Enquanto divulga o novo álbum Sobre Crianças, Quadris, Pesadelos e Lições de Casa - disponível por streaming no Deezer, no Spotify e no Radio - o rapper paulista Emicida aproveita para desconstruir preconceitos e levantar debates sobre mazelas sociais. Em entrevista ao Viver, falou sobre o engajamento ideológico, as inspirações do disco - fruto de viagem à África - e a produção de documentário nos moldes do clipe Boa esperança. Confira:

>> ENTREVISTA
“As pessoas cantam música de preto, mas fecham o vidro do carro nos sinais, o que é horrendo. É esse tipo de barreira que eu tento quebrar.”

A viagem rumo à África era um projeto antigo? Já havia estudado essa possibilidade antes? O que o impulsionou a realizar esse plano agora?
Eu tinha sonhado com essa parada, mas como uma coisa de pesquisa. Mas pintou essa possibilidade, então decidimos que o disco seria fruto dessa viagem. Tivemos a oportunidade de alugar um estúdio lá, pude dar minhas impressões sobre o lugar. Foram 20 dias, entre Cabo Verde e Angola. Sou um sortudo. Não tinha cronograma, nem orçamento para permanecer, então tive que voltar e finalizar o disco no Brasil.
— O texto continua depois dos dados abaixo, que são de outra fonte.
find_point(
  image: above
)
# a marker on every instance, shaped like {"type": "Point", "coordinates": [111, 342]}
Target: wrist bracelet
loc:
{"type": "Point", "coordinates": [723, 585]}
O álbum tinha que conversar com o Brasil. A ideia foi nossa, antiga, a gente acredita que é importante falar sobre os ancestrais. Entretenimento e as aulas de historia sempre superficializam a contribuição dos afrodescendentes no Brasil, o papel dos negros. Falamos da favela, da quebrada. Agora nós queríamos ir mais fundo, às raízes. As pessoas que inspiram nossa música são descendentes dos africanos escravizados. Quisemos falar sobre eles. Os europeus e a colonização cortaram alguns dos nossos laços.


Você gravou com músicos locais, da África? Como os conheceu? Como funcionou esse contato, essa parceria?
Eu ouvia, há algum tempo, músicas de Angola e de Cabo Verde. Pesquisamos na internet. Buscamos contatos. Chegamos a esses contatos, que se destacavam no trabalho desenvolvido na região. Montamos um trio fenomenal. Sentimos pela atmosfera dos lugares que Cabo Verde era um lugar mais tranquilo, Angola era mais pesado. Quisemos misturar. Músicas como Madagascar e Chapa têm cordas maravilhosas, que remetem ao chorinho. Nos influenciamos muito por percussão, com elementos como o semba, que deu origem ao samba. E o tianda, que as pessoas acreditam que é um samba rock. No Brasil, entendemos como samba rock. Mas na raiz é tianda.

“Sobre Crianças, Quadris, Pesadelos e Lições de Casa” (Laboratório Fantasma/Natura Musical). Como chegou ao título? Você diz que sinalizam uma lista de coisas com as quais se deparou por lá. De que forma te marcaram, essas especificamente, a ponto de se tornarem título do projeto?
A energia das crianças é a coisa mais pura que você pode ter. Eu pude conviver com essa energia, com esse olhar. Eu vi isso nas crianças. Eu queria falar com elas, falar sobre elas. Eu via os batuques, as batuqueiras estavam dançando o batuque e eu as observei, sem a visão sexista que temos no Brasil. E pude ver que aqueles quadris rebolavam como mulheres livres, não para atrair os homens. Aquilo me chamou a atenção. Era um movimento livre, parecia uma espécie de oração. E a referência aos pesadelos é para reforçar que, no meio de todos os pesadelos, as pessoas ainda seguem suas vidas.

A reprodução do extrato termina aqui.